HOMESCHOOLING

BT vom 12.05.202 von Anping Richter

Von den Problemen mit der Schule zu Hause

Schüler müssen Umgang mit Tablets lernen


Schule zu Hause : Die zehnjährige Dunja und der achtjährige Diar aus Buxtehude setzen sich jeden Tag pünktlich um acht Uhr mit ihren Notebooks an den Schreibtisch. Foto: privat

LANDKREIS. Wie gut das Lernen zu Hause klappt, liegt an vielen Faktoren: Die Kompetenz und digitale Ausstattung in den Schulen, aber auch die Bedingungen im Elternhaus sind sehr unterschiedlich. Das birgt potenziell Ungerechtigkeiten. Bei Eltern wird Kritik laut.

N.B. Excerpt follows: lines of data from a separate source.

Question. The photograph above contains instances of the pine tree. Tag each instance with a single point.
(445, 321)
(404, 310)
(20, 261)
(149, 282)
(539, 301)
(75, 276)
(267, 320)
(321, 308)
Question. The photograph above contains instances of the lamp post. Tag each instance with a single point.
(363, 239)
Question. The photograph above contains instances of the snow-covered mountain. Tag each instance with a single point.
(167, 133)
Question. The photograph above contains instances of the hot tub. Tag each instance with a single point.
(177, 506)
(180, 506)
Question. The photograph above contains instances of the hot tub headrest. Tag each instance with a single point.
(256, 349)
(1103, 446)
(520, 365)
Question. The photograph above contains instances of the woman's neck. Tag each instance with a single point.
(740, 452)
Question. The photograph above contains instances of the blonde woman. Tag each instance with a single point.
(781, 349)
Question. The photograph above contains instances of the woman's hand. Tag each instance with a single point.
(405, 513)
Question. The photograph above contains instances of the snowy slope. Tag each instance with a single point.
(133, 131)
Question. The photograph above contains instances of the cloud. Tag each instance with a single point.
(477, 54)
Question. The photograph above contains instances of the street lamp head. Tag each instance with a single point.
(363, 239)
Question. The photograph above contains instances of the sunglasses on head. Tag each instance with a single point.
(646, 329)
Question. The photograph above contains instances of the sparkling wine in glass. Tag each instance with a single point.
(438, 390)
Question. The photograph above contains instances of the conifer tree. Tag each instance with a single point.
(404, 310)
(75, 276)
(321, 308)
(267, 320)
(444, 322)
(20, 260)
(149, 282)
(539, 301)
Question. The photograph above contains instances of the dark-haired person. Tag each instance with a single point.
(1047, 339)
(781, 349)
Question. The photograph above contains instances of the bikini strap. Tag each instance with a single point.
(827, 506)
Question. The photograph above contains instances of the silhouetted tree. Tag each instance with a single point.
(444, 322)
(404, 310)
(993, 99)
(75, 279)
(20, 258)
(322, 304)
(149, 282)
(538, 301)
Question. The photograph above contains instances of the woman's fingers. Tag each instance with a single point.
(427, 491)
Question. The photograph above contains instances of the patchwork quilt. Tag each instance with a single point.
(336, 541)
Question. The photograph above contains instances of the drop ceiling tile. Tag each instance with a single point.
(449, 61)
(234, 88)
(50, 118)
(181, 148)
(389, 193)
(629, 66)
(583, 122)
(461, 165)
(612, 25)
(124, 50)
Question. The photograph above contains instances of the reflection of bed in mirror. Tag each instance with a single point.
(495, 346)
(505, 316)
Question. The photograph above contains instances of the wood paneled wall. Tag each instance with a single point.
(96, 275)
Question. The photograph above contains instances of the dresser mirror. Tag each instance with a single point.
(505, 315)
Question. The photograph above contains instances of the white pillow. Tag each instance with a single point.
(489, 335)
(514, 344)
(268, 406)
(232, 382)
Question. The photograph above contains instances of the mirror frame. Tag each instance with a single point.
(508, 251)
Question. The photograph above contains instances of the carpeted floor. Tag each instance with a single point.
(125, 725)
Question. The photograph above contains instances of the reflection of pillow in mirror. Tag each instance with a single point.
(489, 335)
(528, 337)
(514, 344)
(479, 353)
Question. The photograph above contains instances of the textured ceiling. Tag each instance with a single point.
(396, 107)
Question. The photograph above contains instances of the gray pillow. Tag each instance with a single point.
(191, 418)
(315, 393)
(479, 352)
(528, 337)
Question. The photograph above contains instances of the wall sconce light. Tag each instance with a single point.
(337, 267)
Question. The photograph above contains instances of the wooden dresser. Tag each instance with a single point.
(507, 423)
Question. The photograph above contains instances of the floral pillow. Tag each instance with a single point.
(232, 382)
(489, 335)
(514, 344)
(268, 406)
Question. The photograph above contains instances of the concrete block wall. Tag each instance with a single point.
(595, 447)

Ein Vater, der seinen Namen mit Rücksicht auf seine zwei Kinder nicht in der Zeitung sehen möchte, berichtet: Das ältere Kind besucht die fünfte Klasse der Oberschule Harsefeld, wo digital gearbeitet wird. Es verfügt nicht über ein Smartphone oder ein anderes digitales Endgerät. Auch ein Drucker ist nicht im Haus. Der Vater ist alleinerziehend, aus gesundheitlichen Gründen nicht arbeitsfähig und Arbeitslosengeld-II-Empfänger. Die Schule versorgt das Kind klassisch mit Aufgaben auf Papier und versichert, alle wichtigen Lerninhalte würden auch analog vermittelt.

Den Vater beruhigt das nicht. Sein Kind, sagt er, kann zum Beispiel nicht wie seine Mitschüler an den regelmäßigen Videokonferenzen der Klasse teilnehmen. Beim Jobcenter Stade stellte er einen Antrag auf eine Beihilfe für die Anschaffung eines Tabletcomputers – vergeblich. Auch ein Darlehen wurde nicht gewährt. Begründung: Es handele sich nicht um eine „akute Notsituation“. In der Schule fragte er nach einem Leihgerät, doch die konnte so schnell keines zur Verfügung stellen.

Dabei hat die Samtgemeinde Harsefeld als Schulträgerin sich eigentlich in Windeseile gekümmert und im Rahmen des Programms „Digitalpakt Schule“ sofort die Anschaffung von 32 Tablets beantragt, dank einer Ausnahmeregelung angesichts der aktuellen Situation durfte die Anschaffung vorgezogen werden. Aber noch sind die I-Pads nicht da. „Und wenn wir sie haben, ist es nicht damit getan, einem Kind ein Tablet in die Hand zu drücken. Die Schüler müssen auch damit umgehen können“, erklärt Konrektorin Danica Galla von der Harsefelder Selma-Lagerlöf-Oberschule.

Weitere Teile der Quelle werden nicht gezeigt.